Ce qui m’a le plus surpris, c’est qu’il soit au courant de la livraison de la BB. J’ai compris qu’il était content de vendre une voiture de plus immatriculée Mo (Modena). Il m’a demandé quel allait être mon premier voyage avec cette voiture. Je me souviens très bien de ma réponse : « Je vais me faire accompagner par la symphonie du12 cylindres jusqu’au col d’Abetone, seul pour ne partager l’émotion avec personne » lui ai-je répondu spontanément.
J’ai senti qu’il avait bien aimé ma réponse, alors son sourire d’enfant aux lèvres il m’a accompagné jusqu’à la voiture, je suis sorti de l’usine, et j’ai eu le douze cylindres pour compagnon de voyage.

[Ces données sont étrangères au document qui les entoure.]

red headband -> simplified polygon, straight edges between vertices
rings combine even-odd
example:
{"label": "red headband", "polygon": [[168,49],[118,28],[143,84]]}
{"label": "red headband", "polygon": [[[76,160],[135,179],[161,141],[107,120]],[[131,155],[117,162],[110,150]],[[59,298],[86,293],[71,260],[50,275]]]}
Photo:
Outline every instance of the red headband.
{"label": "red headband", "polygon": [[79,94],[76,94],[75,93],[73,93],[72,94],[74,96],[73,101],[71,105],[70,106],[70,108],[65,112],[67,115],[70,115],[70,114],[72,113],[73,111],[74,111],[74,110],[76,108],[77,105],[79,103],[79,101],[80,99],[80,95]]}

Texte de Rossano Candrini, traduit de l’italien par Jean-Paul Orjebin
Note du traducteur
- Comme inviter un allemand à boire
- Chacun sait que la saison 82 fut mouvementée pour Ferrari et que les circonstances dramatiques ont fait se succéder divers pilotes :
Villeneuve et Pironi jusqu’au GP de Belgique
Pironi seul jusqu’au Canada
Pironi et Tambay à partir des Pays-Bas jusqu’au GP d’Allemagne
Tambay seul pour l’Autriche et le GP de Suisse
Tambay et Andretti pour l’Italie et Las Vegas.